Classification Task and Evaluation Measures

18. Classification Task and Evaluation Measures#

Classification models are another broad class of predictive models. Following the Machine Learning terminology, it is common to talk about classification or regression “tasks”. These are the two main classes of tasks belonging to the broader class of reinforcement learning.

18.1. Task Definition#

Recall that a predictive model is a function defined as follows:

\[h : \mathcal{X} \to \mathcal{Y}\]

If in the case of regression \(\mathcal{X}=\Re^n\) and \(\mathcal{Y}=\Re^m\), in the case of classification, the output targets are discrete values which are generally referred to as “classes”. Without loss of generality, if there are \(M\) classes, then we define \(\mathcal{Y}=\{1,\ldots,M\}\). If the input are numerical vectors (it does not have to always be this way, but it’s a common formulation), a classification model can be defined as:

\[h : \Re^n \to \{0,\ldots,M-1\}\]

Also in this case, we will assume to have a set of data to train and evaluate our model

\[\text{D}=\{(x_i,y_i)\}_{i=1}^N\]

Note that in this case \(x_i\in \Re^n\) and \(y_i \in \{0,\ldots,M-1\}\). Here, the values \(y_i\) are generally called “labels”, while the values \(\hat h = h(x)\) predicted using the classifier \(h\) are called predicted labels.

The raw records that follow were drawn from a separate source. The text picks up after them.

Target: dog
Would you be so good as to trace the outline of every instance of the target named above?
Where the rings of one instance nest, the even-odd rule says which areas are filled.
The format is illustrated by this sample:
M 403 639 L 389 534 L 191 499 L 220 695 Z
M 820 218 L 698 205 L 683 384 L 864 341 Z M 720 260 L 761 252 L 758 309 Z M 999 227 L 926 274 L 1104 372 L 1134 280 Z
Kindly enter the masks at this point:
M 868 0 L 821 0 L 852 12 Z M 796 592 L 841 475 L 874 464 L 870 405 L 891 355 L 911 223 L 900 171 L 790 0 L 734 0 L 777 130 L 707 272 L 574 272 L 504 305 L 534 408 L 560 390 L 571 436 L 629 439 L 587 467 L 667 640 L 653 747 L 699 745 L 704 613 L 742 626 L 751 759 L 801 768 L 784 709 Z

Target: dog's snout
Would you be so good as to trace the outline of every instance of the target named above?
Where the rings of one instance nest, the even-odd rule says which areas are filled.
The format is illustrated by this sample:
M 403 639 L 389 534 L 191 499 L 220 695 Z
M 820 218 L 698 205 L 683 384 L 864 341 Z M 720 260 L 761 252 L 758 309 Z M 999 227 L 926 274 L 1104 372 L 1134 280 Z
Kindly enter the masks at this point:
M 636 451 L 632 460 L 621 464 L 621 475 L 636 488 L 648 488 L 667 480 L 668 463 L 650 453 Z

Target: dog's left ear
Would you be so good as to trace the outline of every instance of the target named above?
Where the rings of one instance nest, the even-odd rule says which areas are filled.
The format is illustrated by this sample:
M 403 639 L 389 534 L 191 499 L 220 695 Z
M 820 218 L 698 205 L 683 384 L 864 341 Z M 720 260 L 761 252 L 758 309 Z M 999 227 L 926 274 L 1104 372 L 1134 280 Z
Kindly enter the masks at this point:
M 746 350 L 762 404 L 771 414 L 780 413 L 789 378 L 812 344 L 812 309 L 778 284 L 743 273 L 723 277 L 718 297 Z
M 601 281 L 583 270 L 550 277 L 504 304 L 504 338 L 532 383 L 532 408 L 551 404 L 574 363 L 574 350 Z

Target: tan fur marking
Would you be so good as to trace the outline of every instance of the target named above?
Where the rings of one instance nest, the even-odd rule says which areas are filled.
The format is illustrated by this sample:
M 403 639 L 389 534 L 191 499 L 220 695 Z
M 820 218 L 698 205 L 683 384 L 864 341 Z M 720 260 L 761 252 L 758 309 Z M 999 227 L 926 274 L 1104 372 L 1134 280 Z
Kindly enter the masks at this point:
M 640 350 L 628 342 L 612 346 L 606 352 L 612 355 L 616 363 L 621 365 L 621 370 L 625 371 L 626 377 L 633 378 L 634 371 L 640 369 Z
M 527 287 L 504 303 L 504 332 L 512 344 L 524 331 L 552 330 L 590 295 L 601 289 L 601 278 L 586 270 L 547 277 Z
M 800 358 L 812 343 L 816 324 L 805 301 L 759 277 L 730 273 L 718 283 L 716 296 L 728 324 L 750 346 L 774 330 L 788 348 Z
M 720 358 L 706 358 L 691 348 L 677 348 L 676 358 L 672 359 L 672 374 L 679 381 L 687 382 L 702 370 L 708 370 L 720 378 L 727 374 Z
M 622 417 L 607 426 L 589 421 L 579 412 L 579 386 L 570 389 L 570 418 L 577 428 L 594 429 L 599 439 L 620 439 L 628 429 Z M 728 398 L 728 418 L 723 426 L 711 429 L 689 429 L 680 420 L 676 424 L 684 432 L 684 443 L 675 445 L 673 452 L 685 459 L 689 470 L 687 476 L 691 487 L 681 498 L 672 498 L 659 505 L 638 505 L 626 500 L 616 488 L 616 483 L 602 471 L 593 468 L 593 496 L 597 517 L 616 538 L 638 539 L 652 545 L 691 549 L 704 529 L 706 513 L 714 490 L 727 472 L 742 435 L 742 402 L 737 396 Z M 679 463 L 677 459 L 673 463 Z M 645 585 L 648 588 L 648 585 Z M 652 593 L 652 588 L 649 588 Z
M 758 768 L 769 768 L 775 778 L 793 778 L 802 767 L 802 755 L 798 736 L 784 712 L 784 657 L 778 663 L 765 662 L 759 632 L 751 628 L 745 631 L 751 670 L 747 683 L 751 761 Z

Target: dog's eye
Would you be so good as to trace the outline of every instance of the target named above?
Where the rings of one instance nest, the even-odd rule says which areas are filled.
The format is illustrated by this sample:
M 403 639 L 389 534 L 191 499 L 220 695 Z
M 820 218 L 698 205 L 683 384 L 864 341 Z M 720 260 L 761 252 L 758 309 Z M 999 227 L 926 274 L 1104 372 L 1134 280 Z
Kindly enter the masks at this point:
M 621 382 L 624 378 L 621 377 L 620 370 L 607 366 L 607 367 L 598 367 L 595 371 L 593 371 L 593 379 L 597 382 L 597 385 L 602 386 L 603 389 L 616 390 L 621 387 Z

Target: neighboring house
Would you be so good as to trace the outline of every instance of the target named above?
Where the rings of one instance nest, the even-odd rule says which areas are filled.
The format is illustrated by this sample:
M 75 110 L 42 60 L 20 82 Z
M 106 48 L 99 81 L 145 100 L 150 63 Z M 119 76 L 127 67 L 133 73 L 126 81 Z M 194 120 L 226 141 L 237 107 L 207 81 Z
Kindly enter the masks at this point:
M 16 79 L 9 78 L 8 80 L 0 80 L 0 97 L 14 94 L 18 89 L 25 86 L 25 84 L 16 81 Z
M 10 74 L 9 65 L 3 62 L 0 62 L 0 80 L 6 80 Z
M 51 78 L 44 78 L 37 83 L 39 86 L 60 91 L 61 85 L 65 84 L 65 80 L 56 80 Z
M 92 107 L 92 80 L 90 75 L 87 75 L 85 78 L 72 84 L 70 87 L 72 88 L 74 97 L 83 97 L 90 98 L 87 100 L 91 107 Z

We can find the optimal model \(h\) by minimizing the empirical risk. A possible loss function is the following one:

\[\begin{split}L(\hat y, y) = \begin{cases}1 &\text{ if }& \hat y \neq y \\ 0 &\text{ if }& \hat y=y \end{cases}\end{split}\]

Hence the empirical risk will be the fraction of correct predictions:

\[R_{emp}(h) = \frac{1}{N} \sum_{i=1}^N L(\hat y_i, y_i) = \frac{\text{number of incorrect predictions}}{N}\]

The empirical risk computed as defined above is also known as error rate. It is a number comprised between \(0\) and \(1\) which can also be interpreted as a percentage.

The classifier can be learned by minimizing the empirical risk:

\[\hat h = \underset{h \in \mathcal{H}}{\mathrm{arg\ min}}\ R_{emp}(h)\]

18.1.1. Examples#

Classifiers support decision making any time that observations need to be categorized in one of a predefined set of classes. Examples of such problems are:

Detecting spam emails (spam vs legitimate email classification).
Classifying Facebook posts as being about politics or something else (politics vs non-politics classification).
Recognizing the object depicted in an image out of 1000 different objects (object recognition).

For example, we can define spam detection as follows:

Task: given an e-mail, classify it as spam or non-spam.
Input example \(\mathbf{e}\): the text of the e-mail. This can be a sequence of characters of arbitrary length. We can use some representation function to map an email \(\mathbf{e}\) to a vector of real numbers \(\mathbf{x} \in \Re^n\). We also assume that a training set pairing the vectors \(\mathbf{x}\) with labels \(y \in \{ 0,1\}\) is available.
Classifier: a function \(h:\Re^n \rightarrow \{ 0,1\}\).
Output: a predicted label \(\widehat{y} \in \{ 0,1\}\) indicating if the e-mail is legitimate or spam. Here we have a binary classification task, hence \(M = 2\).

18.2. Eavaluation Measures#

When defining classification algorithms, it is important to measure their performance. Performance indicators can be used to guide training (e.g., modify the parameters in order to improve the performance of the algorithm on the training set), tune hyper-parameters (such as the “K” in K-NN) and to finally assess that the algorithm works on unseen data (the test set).

To measure performance, we will first define the set of ground truth test labels:

\[Y_{TE} = \left\{ y^{(i)}|\left( \mathbf{x}^{(i)},y^{(i)} \right) \in TE \right\}_{i}\]

We will also define the set of predicted test labels as follows:

\[{\widehat{Y}}_{TE} = \left\{ h\left( \mathbf{x}^{(i)} \right)|\left( \mathbf{x}^{(i)},y^{(i)} \right) \in TE \right\}_{i}\]

Ideally, we would like the predicted labels to match the ground truth labels, i.e., \({\widehat{Y}}_{TE} = Y_{TE}\). In practice, we will use a performance function which associates a real number to the pair \((Y_{TE},{\widehat{Y}}_{TE})\) of ground truth and predicted labels. If we define \(\mathcal{Y}\) as the pair of all possible \(\mathbf{(}\mathbf{Y}_{\mathbf{TE}}\mathbf{,}{\widehat{\mathbf{Y}}}_{\mathbf{TE}}\mathbf{)}\) matched pairs, with \(\left| Y_{TE} \right| = |{\widehat{Y}}_{TE}|\), then our performance function can be defined as:

\[P:\mathcal{Y}{\rightarrow} \Re\]

18.2.1. Accuracy#

Accuracy is a very common performance measure. We define accuracy as the percentage of test examples for which our algorithm has predicted the correct label:

\[Accuracy\left( Y_{TE},{\widehat{Y}}_{TE} \right) = \frac{\left| \left\{ i \middle| y^{(i)} = {\widehat{y}}^{(i)} \right\} \right|}{|Y_{TE}|}\]

For instance, if the test set contains \(100\) examples and for \(70\) of them we have predicted the correct label, then we will have:

\[Accuracy\left( Y_{TE},{\widehat{Y}}_{TE} \right) = \frac{70}{100} = 0.7\]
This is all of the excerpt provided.